As for the speeches of the labor leaders, this reporter has never before heard such loose and irresponsible talk. Philip Murray, for instance, made the mouth of every delegate water with his outline of a post-war plan he had laid before President Roosevelt. It envisaged the building of extensive airports and highways; the expansion of industry, schools, hospitals; comprehensive planning to give full employment, social security, good health, adequate education, industrial safety and all the rest. Then he made it appear that all this and heaven too would come to labor if it elects a “friendly” Congress and re-elects Roosevelt in November.

Does Murray forget that the capitalists of this country, back in 1940, could not be made to convert from peace to war production to fight their own war, until “adequate” profits were assured them by the President and Congress? Will a President and a Congress that believe in capitalist profits – as every Republican and Democratic candidate does – get by with, or want to get by with, a plan to serve the needs of the people as against capitalist profits? Only a workers’ government could do that!

Communist Line Again

A most dangerous note was struck by Phil Van Gelder, secretary-treasurer of the IUMSWA and Communist Party-liner.

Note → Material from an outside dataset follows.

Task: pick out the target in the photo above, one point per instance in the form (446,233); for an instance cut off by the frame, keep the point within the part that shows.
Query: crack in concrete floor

He not only implied, but plainly stated, that now that labor has branched out into political action through the PAC it has no further use for the strike. Van Gelder is through with what he called the “good old-fashioned militant strike.” Since he has joined the Army, it seems he has become not only a military strategist but the formulator of a new union strategy. “You move up scattered and cautious,” said Van Gelder. The might of organized action is passé, according to him. Van Gelder would permanently give up the right to strike – along with those in the camp of Harry Bridges – and leave the destiny of labor in the hands of the “friends” that PAC wants elected.

However, it is more likely that organized labor will throw out their misleaders rather than give up their right to strike. As for political action, which was so much talked about at the tenth annual convention of the IUMSWA, the basic error of PAC policies will force labor to strike out into independent labor politics.